La Fontaine n’était pas né inventeur ; ce n’était pas un écrivain sublime, un homme d’un goût toujours sûr, un des premiers génies du grand siècle ; et c’est encore un défaut très-remarquable dans lui de ne pas parler correctement sa langue : il est dans cette partie très-inférieur à Phèdre ; mais c’est un homme unique dans les excellents morceaux qu’il nous a laissés : ils sont dans la bouche de tous ceux qui ont été élevés honnêtement ; ils contribuent même à leur éducation ; ils iront à la dernière postérité ; ils conviennent à tous les hommes, à tous les âges ; et ceux de Boileau ne conviennent guère qu’aux gens de lettres[3].

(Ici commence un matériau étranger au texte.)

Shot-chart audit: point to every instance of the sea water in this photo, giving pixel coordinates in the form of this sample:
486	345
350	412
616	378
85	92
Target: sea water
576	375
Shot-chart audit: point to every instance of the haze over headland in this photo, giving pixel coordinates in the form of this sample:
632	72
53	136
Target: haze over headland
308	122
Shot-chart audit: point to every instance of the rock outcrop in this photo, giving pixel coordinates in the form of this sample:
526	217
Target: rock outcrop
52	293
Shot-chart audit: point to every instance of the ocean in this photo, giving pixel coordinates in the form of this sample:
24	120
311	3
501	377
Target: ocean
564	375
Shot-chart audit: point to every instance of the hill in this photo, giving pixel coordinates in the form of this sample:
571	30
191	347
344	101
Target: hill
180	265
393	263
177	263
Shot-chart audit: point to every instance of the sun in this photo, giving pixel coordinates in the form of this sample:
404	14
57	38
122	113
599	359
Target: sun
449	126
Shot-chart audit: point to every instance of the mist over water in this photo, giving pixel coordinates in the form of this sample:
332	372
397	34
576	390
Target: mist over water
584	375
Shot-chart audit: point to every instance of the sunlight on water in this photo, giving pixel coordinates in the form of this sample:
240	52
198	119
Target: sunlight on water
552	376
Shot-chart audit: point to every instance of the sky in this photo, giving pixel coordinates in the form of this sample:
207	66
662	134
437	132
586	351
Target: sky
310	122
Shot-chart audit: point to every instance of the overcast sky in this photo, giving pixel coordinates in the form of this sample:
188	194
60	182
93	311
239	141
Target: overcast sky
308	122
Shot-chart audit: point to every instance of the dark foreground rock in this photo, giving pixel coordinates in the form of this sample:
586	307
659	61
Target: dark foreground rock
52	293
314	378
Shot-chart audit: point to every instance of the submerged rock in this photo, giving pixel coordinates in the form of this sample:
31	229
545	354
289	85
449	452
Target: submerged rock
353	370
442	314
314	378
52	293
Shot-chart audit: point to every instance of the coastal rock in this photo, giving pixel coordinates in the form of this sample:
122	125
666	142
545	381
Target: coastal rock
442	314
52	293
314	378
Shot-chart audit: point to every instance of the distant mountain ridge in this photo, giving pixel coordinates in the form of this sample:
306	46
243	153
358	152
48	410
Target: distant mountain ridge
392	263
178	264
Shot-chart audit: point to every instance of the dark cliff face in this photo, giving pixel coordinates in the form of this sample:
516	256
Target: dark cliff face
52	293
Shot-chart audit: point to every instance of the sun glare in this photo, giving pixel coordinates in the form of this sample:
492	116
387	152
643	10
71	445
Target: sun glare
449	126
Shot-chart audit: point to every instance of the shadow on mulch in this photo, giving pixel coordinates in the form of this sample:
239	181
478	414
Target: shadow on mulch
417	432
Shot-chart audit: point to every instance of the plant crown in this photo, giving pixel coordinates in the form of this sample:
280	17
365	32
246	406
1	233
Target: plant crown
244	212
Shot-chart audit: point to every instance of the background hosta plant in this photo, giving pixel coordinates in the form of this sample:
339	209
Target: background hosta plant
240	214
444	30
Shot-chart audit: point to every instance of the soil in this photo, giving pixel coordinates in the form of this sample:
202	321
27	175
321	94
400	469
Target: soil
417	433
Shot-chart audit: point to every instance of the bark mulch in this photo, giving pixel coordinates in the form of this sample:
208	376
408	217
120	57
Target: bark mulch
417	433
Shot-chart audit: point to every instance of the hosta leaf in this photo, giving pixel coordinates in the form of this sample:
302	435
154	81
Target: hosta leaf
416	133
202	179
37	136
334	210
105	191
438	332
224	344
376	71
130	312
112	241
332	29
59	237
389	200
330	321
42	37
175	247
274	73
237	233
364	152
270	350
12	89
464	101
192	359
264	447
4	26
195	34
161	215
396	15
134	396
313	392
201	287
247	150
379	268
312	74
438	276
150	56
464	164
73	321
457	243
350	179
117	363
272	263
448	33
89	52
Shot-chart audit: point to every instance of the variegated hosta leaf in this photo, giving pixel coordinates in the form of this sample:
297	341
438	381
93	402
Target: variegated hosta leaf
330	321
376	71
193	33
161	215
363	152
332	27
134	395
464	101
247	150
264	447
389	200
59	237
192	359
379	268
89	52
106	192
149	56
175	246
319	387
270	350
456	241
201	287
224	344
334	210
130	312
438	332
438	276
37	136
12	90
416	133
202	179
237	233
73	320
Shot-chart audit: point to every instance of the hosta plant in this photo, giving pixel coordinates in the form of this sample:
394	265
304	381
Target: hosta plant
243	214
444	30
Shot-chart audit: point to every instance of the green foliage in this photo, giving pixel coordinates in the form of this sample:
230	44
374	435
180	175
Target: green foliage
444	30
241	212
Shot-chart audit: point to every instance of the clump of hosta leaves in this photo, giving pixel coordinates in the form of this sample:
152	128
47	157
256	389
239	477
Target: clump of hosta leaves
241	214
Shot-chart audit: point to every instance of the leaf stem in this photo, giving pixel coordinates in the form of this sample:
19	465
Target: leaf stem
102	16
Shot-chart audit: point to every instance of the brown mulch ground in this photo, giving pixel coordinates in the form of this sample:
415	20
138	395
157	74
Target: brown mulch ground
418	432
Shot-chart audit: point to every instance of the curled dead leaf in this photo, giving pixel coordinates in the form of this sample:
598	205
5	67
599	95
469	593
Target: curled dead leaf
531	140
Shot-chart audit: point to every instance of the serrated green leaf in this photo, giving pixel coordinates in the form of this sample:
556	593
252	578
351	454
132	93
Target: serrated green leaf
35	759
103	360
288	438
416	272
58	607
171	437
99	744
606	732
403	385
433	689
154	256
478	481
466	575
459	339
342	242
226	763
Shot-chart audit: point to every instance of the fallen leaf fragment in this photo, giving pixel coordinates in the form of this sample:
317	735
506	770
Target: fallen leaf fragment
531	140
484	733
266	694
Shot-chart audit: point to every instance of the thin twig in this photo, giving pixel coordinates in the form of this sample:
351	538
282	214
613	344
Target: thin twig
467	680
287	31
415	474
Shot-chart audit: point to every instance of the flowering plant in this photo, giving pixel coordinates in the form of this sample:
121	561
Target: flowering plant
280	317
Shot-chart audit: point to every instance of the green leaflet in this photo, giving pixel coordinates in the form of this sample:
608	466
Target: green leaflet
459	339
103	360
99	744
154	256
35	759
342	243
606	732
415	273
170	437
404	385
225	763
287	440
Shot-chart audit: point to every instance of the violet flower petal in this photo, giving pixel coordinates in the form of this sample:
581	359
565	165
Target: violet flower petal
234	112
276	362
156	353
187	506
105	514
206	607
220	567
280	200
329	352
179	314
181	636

DE QUELQUES FANATIQUES QUI ONT VOULU PROSCRIRE LES ANCIENNES FABLES.


Il y eut parmi ceux qu’on nomme jansénistes une petite secte de cerveaux durs et creux, qui voulurent proscrire les belles fables de l’antiquité, substituer saint Prosper à Ovide, et Santeul à Horace. Si on les avait crus, les peintres n’auraient plus représenté Iris sur l’arc-en-ciel, ni Minerve avec son égide : mais Nicole et Arnauld combattant contre des jésuites et contre des protestants ; Mme Perrier guérie d’un mal aux yeux par une épine de la couronne de Jésus-Christ, arrivée de Jérusalem à Port-Royal ; le conseiller Carré de Montgeron, présentant à Louis XV le Recueil des convulsions de saint Médard, et saint Ovide ressuscitant des petits garçons.

  1. Daphné, acte Ier, scène ii.
  2. Id., acte II, scène v.
  3. Comparez : Œuvres complètes de La Fontaine, nouvelle édition avec un travail de critique et d’érudition par M. Louis Moland. — Garnier frères, sept volumes in-8o, 1872-1876, tome I, p. lxxxvii et suiv. ; tome VII, p. lxxxvi et suiv.